Burnham: technical skills at heart of “game changer” devo bid

Greater Manchester Mayor Andy Burnham wants to involve local businesses in a “game changer” devolution deal to shape new T-level courses in order to plug skills gaps in the regional economy.

At a press conference on Friday, Burnham said employers would be at the heart of a new integrated skills and work system alongside the Department of Education and a new Greater Manchester technical skills board.

Flanked by Clive Memmott, chief executive of Greater Manchester Chamber of Commerce, Lisa O’Loughlin, chair of the Greater Manchester Colleges Group (pictured), and Councillor Eamonn O’Brien, GMCA lead for Education, Skills, Work, Apprenticeships and Digital, Burnham called for the city-region to be given further powers to become the first city region to develop an integrated skills system, giving young people a clear line of sight to available opportunities.

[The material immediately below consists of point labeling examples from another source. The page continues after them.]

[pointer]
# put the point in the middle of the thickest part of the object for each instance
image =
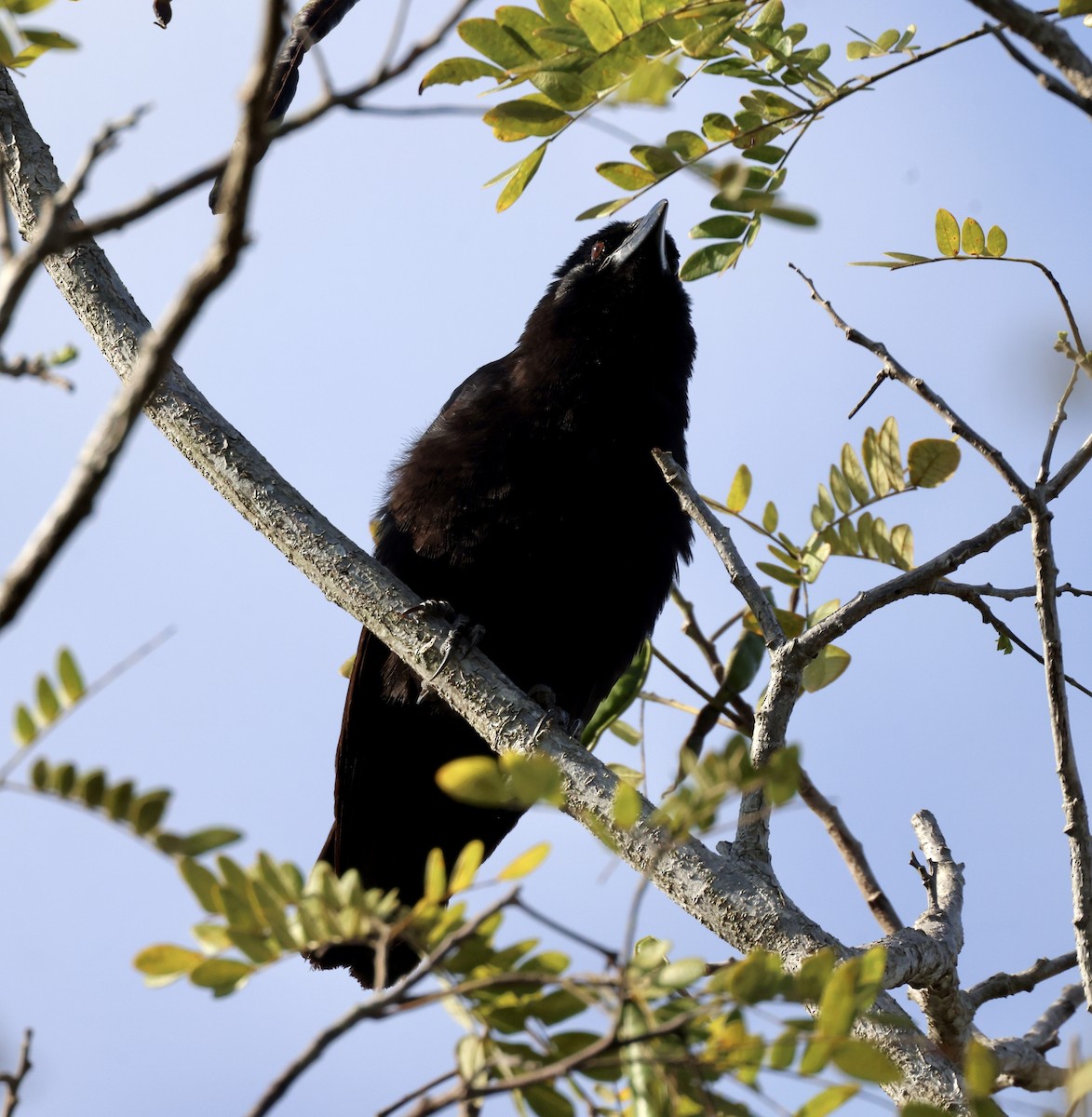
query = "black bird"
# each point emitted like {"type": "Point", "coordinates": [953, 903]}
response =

He said: “As we continue to negotiate with Government on the next round of devolution, we are offering government the opportunity to work with us to create the country’s first integrated technical education system in Greater Manchester.

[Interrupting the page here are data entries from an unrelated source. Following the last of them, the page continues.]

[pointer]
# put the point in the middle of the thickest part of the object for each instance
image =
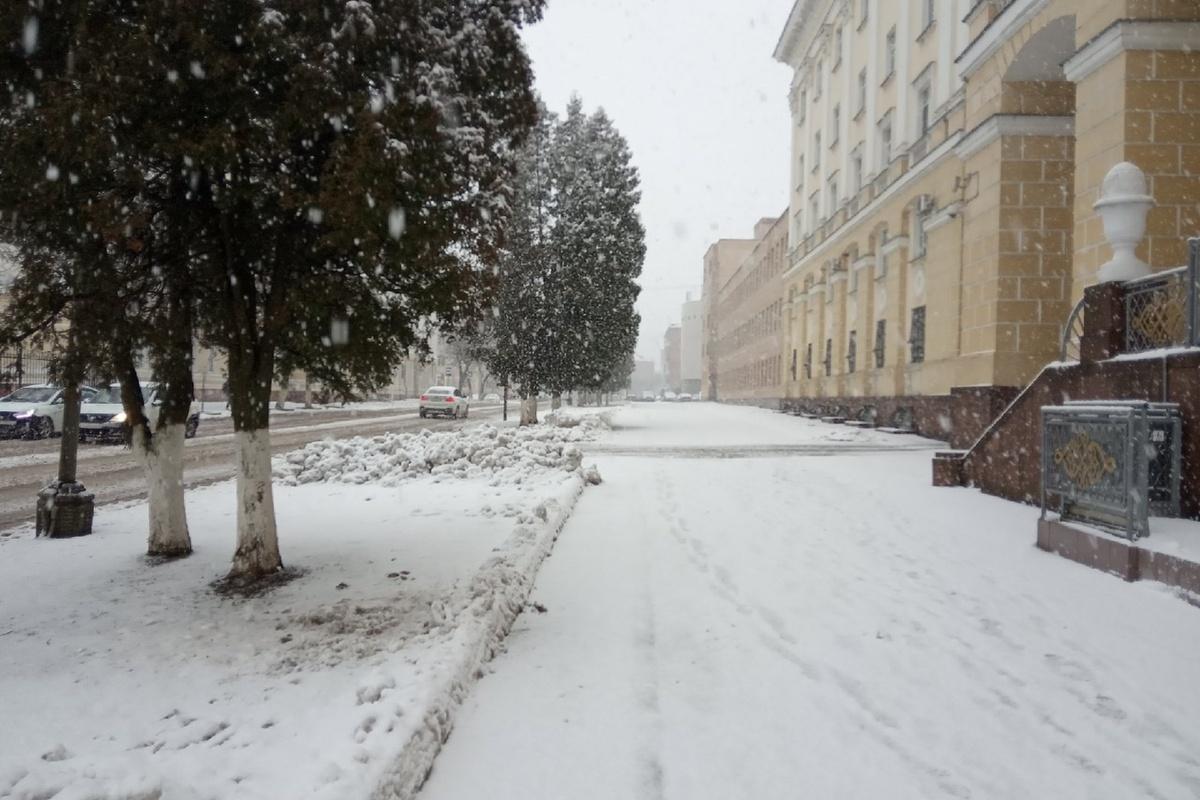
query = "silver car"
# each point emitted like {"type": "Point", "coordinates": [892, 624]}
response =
{"type": "Point", "coordinates": [444, 401]}
{"type": "Point", "coordinates": [35, 411]}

“To achieve our ambitions, we need to integrate the skills system, giving young people a clear sight of the available opportunities by matching employers and learners. The system would boost Government’s delivery of T-levels, through more joined up working with colleges and businesses.”
As recently as October 2022 an interim government report into T-levels, introduced in 2020, noted the poor take up by employers in offering work experience and placement opportunities to students as a serious impediment to their success. The report said: “Providers of digital, construction, and health and science courses in particular were struggling to find employers.”

Burnham claimed that by closely working with businesses locally Greater Manchester could show a way to make T-levels work.
Councillor Eamonn O’Brien said a lack of technical skills within Greater Manchester’s workforce is holding business back. “With an integrated work and skills system, we can create a system that is resilient and flexible, adapting to meet employers’ needs in the rapidly changing 21st century world of work.

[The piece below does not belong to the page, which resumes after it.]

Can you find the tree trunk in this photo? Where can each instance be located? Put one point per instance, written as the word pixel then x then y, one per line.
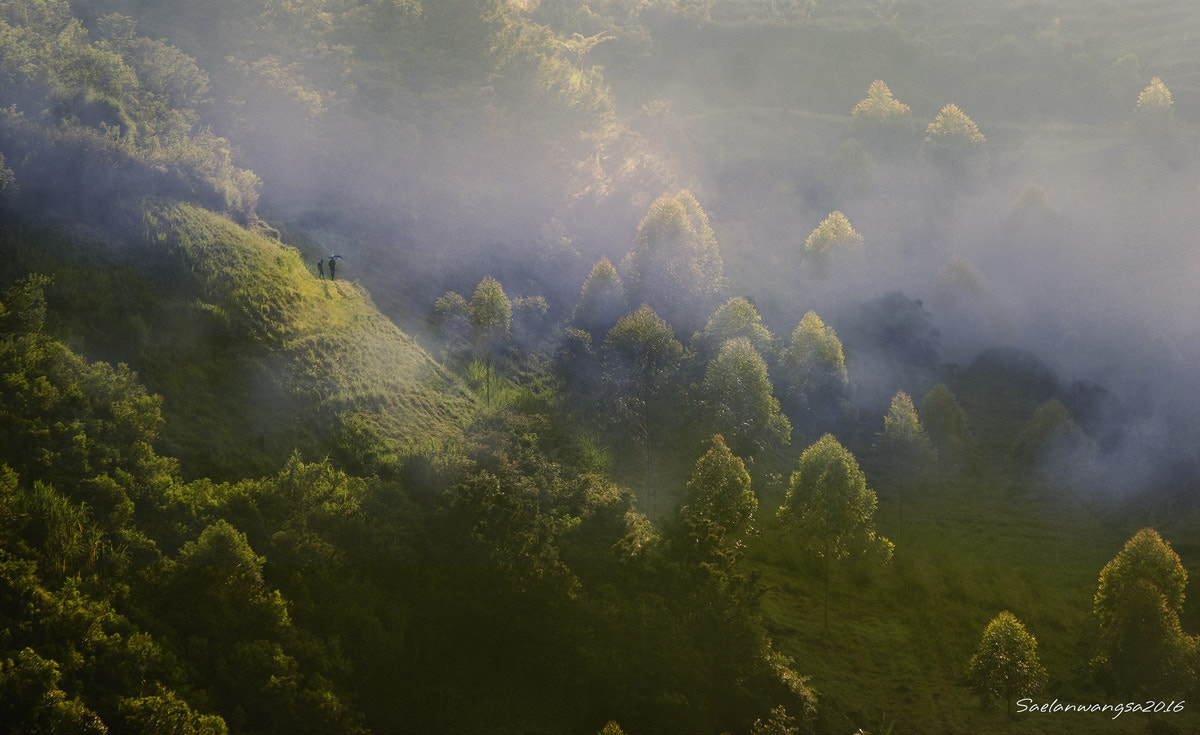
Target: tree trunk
pixel 827 586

“We want to make sure that businesses want to invest and create good jobs in Greater Manchester, and that our residents have the best chance to access those new opportunities across the city-region. Our devolution proposals would play a big part in creating opportunity, addressing skills shortages and building Greater Manchester’s economy.”

Clive Memmott, Chief Executive of Greater Manchester Chamber of Commerce, said: “This is a very important initiative because technical education has been the poor relation to academic education in this country for far too long.

Lisa O’Loughlin, Principal at Greater Manchester College, said the proposals had the potential for businesses to work with colleges on a local curriculum: “If Greater Manchester is to realise its full potential and develop a highly skilled workforce that drives economic growth it is vital that it is able to develop a best-in-class technical education system which connects people from across the region with the economic opportunities that are available to them. Key to this is enabling and encouraging employers to work in partnership with education providers across the region to ensure that curriculums are equipping learners with the skills that they will need in their workforce.

Greater Manchester’s trailblazer proposals on technical skills follow the devolution of the Adult Education Budget (AEB) which saw the city-region take on responsibility for adult skills back in August 2019, and GM Working Well (Work & Health Programme), part of a suite of employment support programmes that help people with health conditions to move towards/into sustained work.